PAMPLONA. DV. El PNV defendió ayer en Pamplona la vigencia, tras el alto el fuego anunciado por ETA el 22 de marzo, de la iniciativa que los jeltzales firmaron hace casi seis meses y que denominaron 'Elkarbizitzarako Bake-Bidea. Ante el final dialogado de la violencia y la normalización política'. Su presidente, Josu Jon Imaz, recordó que el documento hacía referencia a la necesidad de lograr «una paz justa entre todos». Consideró prioritario «afianzar la paz» y «no vincularla a ningún proyecto político». También mostró el compromiso de su partido para trabajar en la formación de dos mesas de partidos en la CAV y en Navarra. También consideró que la política penitenciaria «debe ser también un instrumento al servicio de la paz».
El presidente del PNV, Josu Jon Imaz, analizó tras la celebración de la reunión de la ejecutiva del partido la situación política y recuperó el documento que su partido ratificó en octubre. «Hemos abierto el horizonte de una paz justa, en un marco de dignidad y libertad, que debe ser una victoria ciudadana y una ocasión para reconciliar y cohesionar a una sociedad cuyas convicciones democráticas en favor del diálogo sin exclusiones son el principal instrumento de pacificación», dijo. También defendió la necesidad de establecer un programa de apoyo integral «en favor de la paz y la convivencia», porque la normalización de la vida social «no será completa, incluso desaparecida la violencia», apuntó.
Imaz afirmó que además de rechazar la violencia es necesario «vivir e interiorizar referencias éticas como son el respeto a los derechos humanos, la igualdad, la solidaridad o el respeto a la diversidad». El líder peneuvista señaló que «la llave» del proceso, que es el cese de la violencia, ya se ha producido.
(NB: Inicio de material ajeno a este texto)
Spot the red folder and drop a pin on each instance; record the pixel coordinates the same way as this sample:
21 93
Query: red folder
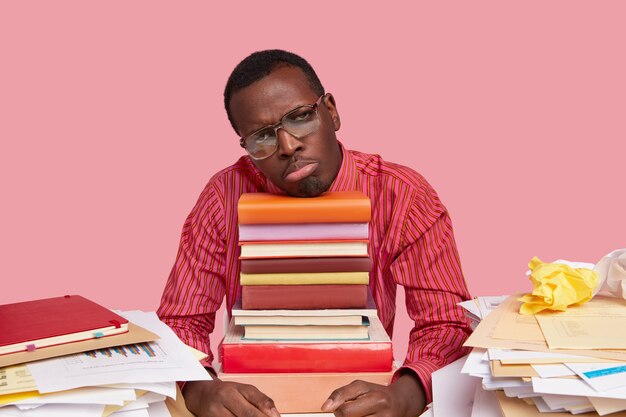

A partir de aquí, dijo, «se debe trabajar en el respeto a lo que los vascos podamos acordar, que es incompatible con la vigilancia que pretende ejercer una organización armada».
Sobre política penitenciara destacó que «las personas presas son acreedoras de derechos básicos» y defendió que «el cumplimiento de las penas en cárceles próximas a los domicilios de los reclusos es un paso indispensable». Lo vinculó, en cualquier caso, a la verificación «pactada y compartida entre todos los partidos políticos sobre su autenticidad» en relación al abandono de la violencia.
En su comparecencia criticó las palabras de Alfonso Guerra, del que dijo que tiene un «talante poco democrático» y es un «lastre» para su partido. «Haberse cepillado la decisión democrática de un Parlamento es francamente preocupante», dijo, antes de poner en evidencia las diferencias de criterio en el PSOE. A renglón seguido reiteró que el nombramiento de Rubalcaba como ministro del Interior es, para el PNV, un «paso en lo que puede ser la consolidación del proceso».